We have told councils that their own commissioning processes fail to adhere to the government’s Ethical Framework for Adult & Social Care issued by the Department of Health & Social Care.

Most have not and will not, for example, explain to us how they intend to support the care sector when making decisions in compliance with this framework, and they rarely talk to carers or their employers.

In conclusion we have said:

· We are asking that the local authority job-evaluated pay rate is included (increased and funded fully) in the commissioning price for care

· We are asking for assurances that any careworker who must be off sick due to the virus is given full sick pay and not SSP

· We are asking that care companies who are having to source their own PPE are receiving recompense for this in full

Some councils have responded — but most have not. We know for example that Bradford has received an extra £15.76 million and has been promised a similar amount to follow in order to help with the current Covid-19 crisis.

We also know that the authority has estimated that the total financial pressures it is facing, however, equate to about £59 million — it has not given us the details behind that.

The authority has managed, out of the government Covid-19 support, to commit just £1.3m to help out with care and that extra support is only for this Covid-19 period. You can safely assume that the picture is similar throughout the region.

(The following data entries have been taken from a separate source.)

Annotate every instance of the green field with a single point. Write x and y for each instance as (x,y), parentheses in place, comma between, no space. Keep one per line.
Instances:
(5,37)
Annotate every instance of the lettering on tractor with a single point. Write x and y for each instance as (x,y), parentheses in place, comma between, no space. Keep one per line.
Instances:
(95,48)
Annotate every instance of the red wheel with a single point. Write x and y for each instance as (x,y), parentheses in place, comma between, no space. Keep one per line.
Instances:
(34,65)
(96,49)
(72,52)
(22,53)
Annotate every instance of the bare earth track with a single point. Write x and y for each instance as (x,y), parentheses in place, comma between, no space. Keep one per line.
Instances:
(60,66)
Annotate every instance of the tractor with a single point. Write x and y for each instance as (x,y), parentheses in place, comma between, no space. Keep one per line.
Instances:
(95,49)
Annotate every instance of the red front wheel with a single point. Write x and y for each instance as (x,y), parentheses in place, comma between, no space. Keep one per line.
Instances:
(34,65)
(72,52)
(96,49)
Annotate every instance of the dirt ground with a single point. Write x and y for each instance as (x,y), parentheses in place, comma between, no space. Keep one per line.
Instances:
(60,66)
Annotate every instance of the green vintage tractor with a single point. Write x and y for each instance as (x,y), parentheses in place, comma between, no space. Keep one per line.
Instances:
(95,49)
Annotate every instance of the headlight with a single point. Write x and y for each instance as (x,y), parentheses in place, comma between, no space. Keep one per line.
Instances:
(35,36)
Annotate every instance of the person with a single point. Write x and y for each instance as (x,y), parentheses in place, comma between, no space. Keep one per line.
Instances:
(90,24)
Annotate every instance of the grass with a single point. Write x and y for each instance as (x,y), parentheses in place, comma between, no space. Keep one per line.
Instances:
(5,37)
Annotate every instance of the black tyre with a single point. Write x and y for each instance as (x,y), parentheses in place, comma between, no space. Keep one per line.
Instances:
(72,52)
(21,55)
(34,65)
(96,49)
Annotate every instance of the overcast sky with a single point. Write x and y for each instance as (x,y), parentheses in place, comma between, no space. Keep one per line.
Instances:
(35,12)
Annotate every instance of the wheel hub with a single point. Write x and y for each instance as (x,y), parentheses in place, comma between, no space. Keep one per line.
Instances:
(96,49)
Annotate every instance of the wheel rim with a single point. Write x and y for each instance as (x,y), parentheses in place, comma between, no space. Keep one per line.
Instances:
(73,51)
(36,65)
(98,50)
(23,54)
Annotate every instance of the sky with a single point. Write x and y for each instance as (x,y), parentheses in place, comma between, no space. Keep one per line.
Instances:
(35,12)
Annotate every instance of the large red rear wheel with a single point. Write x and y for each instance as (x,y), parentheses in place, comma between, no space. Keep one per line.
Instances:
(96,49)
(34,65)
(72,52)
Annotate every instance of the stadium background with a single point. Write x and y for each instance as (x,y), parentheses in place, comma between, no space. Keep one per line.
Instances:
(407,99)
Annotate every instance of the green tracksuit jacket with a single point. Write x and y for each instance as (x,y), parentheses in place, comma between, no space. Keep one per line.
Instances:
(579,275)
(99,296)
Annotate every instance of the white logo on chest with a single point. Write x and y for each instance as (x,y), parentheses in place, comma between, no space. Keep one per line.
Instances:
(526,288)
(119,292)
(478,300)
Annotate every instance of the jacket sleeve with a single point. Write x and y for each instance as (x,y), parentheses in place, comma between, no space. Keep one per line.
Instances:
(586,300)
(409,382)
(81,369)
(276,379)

The crisis is deepening by the day — but it can be fixed.

There can’t be many trade unionists who don’t think care, when funded by the local authority, should be delivered by the local authority; but that has never been the case in the homecare industry I am describing here.

Not all but most of this industry has grown up through or on the back of council-commissioned care.

These carers, in the main, have never worked for the council and, until there is a massive shift in political thinking in Britain, they never will.

Today our fight must be to get the carers what they deserve now, instead of promising them cake tomorrow:

· Real pay rates for care (they deserve more than any form of minimum wage)

· A commissioning service that recognises block delivery so that no hours are unpaid (and ends zero-hour contracts)

· Full sick pay

· Fully funded training

· Fully funded travel time

· The tools they need to do their jobs (PPE, Covid-19 testing, cars, phones etc)

If we fail to make these demands now, we too fail the carers themselves. Government and councils can outsource whatever they want but they cannot outsource their responsibility.